Can you share your timeline for the whole mixed-signal flow?
I don't have a timeline yet. I know exactly what we have to do. We are in the process of hiring people, and it will depend on if we succeed or not. I cannot give you a definite timetable, because I don't know yet. It's too difficult to see now.
...I'd like to see it by now.
Yes, I would say it's almost working. So it depends on the incentive. We can re-focus our priority if there is a demand. Up until now, it was not our top priority, because we have other requests. But that can change.
I have a question, a more technical question. You said that when you have certain routines, and you are calling people at a time, is that a possibility?
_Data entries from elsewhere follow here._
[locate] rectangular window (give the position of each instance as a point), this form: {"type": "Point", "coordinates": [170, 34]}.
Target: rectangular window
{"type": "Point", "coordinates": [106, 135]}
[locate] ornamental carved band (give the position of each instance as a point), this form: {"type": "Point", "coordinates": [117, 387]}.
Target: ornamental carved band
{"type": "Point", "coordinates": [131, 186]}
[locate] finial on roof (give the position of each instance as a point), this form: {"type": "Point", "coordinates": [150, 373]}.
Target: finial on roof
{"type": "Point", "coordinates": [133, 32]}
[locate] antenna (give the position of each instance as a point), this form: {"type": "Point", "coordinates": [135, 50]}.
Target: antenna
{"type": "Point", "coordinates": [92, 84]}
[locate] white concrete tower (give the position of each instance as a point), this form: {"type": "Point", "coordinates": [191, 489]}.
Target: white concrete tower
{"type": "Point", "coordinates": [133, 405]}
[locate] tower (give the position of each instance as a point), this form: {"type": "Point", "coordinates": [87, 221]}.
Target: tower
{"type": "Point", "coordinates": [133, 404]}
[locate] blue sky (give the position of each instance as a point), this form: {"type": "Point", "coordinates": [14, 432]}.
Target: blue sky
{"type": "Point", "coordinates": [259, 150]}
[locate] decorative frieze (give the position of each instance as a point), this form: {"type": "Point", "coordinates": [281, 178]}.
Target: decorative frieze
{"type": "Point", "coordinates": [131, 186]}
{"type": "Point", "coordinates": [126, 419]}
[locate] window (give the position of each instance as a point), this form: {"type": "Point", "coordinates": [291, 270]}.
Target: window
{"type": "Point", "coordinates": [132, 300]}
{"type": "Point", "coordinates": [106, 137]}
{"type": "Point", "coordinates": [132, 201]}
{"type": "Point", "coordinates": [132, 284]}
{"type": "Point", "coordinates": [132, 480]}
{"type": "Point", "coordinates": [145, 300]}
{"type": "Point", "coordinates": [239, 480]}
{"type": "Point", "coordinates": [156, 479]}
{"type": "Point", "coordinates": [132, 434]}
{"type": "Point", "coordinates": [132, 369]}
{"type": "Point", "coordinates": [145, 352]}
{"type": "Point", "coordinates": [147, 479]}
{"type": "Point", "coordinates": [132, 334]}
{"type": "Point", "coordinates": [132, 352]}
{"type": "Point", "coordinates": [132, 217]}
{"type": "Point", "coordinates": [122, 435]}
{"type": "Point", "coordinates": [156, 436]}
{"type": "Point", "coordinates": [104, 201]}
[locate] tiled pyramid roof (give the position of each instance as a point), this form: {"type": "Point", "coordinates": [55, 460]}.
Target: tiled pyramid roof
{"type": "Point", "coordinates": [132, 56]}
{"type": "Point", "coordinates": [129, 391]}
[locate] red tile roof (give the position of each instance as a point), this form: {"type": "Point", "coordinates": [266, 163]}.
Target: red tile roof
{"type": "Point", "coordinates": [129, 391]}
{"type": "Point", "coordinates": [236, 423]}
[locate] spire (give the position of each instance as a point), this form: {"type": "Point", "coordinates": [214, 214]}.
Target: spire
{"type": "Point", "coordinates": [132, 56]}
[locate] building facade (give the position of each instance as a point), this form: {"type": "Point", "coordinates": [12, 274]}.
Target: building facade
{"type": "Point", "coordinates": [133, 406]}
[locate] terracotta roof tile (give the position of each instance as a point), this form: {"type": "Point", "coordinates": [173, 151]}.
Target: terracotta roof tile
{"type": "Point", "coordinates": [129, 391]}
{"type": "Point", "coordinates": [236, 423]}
Sorry, I don't hear you well.
There is a set of lines, and then you are calling the things that you need, etc. So, and you said that mostly you store it in memory. So, how do you, let's say, comment this kind of deviation of the queries? Because, you know, computers so far, they have limited memory. And so, at certain moments, when the complexity of the chip limit goes down, how do you predict that?
I think for now, we rely on the memory. I mean, we can only manage chips that fit into the memory of the system. But until now, we have not reached that limit. I mean, we did not make a very huge chip. The biggest one we made is the TSMC one, and I think it fitted in less than 10 gigabytes. So, we are quite compact in memory.